In a bowl, mix the flour, sugar, cornflour, yeast, cinnamon, and salt. Make a well in the centre and pour in the tepid milk, then add the soft margarine.
Bring everything together to form a soft dough and knead until smooth and bouncing back. This will take 5-10 minutes.
Cover and let the dough double in size which will take an hour or more.
Meanwhile, combine the cinnamon, sugar and margarine in a small bowl to make a paste.
Knock back and roll out the dough to a 24 by 30 cm rectangle. Spread the cinnamon sugar paste over the whole of the dough rectangle and then roll up to form a tight cylinder.
Cut the cylinder into 4 cm slices and place them on a lined baking sheet. Press down slightly, loosely cover and then leave to rise again for 30 minutes.

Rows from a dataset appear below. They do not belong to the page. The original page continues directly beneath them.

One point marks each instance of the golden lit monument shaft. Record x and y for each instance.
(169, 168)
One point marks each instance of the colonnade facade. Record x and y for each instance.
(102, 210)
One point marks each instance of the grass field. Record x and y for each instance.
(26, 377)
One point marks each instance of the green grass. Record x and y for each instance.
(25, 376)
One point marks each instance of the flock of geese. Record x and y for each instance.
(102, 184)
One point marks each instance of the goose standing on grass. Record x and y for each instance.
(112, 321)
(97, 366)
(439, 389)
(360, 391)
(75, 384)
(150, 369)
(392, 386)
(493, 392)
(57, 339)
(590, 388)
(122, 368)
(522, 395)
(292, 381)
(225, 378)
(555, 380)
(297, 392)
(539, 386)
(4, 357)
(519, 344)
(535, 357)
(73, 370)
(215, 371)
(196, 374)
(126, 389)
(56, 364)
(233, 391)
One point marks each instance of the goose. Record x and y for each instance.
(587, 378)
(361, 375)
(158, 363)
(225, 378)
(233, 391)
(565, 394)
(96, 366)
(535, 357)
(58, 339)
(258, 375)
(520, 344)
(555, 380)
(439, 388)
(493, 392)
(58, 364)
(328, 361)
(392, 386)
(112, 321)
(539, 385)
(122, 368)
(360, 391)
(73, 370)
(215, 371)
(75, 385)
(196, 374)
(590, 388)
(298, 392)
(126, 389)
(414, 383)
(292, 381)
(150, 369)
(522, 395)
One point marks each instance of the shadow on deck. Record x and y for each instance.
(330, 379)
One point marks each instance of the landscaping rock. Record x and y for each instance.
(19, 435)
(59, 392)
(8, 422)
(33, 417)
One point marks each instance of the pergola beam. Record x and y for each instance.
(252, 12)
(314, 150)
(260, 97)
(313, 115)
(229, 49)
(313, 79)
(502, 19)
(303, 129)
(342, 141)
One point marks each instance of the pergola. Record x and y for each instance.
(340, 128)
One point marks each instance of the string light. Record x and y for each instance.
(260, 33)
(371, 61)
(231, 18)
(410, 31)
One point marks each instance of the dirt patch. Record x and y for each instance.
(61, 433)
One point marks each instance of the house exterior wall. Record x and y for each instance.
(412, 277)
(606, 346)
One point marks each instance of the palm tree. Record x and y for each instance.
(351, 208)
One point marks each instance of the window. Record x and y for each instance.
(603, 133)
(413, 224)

Preheat the oven to 180°C/350°F/gas mark 4. Bake the buns for 17-20 minutes until risen, golden and cooked through.
Meanwhile, melt the brown sugar into the water in a small saucepan. Bring to the boil and then turn off the heat. Brush the glaze over the top of the warm buns and then sprinkle with the pearl sugar (if using).
Remove the buns from the pans and let them cool completely on a wire rack.
If you like, combine the icing sugar with enough water to make a runny icing, then drizzle this over the buns before serving.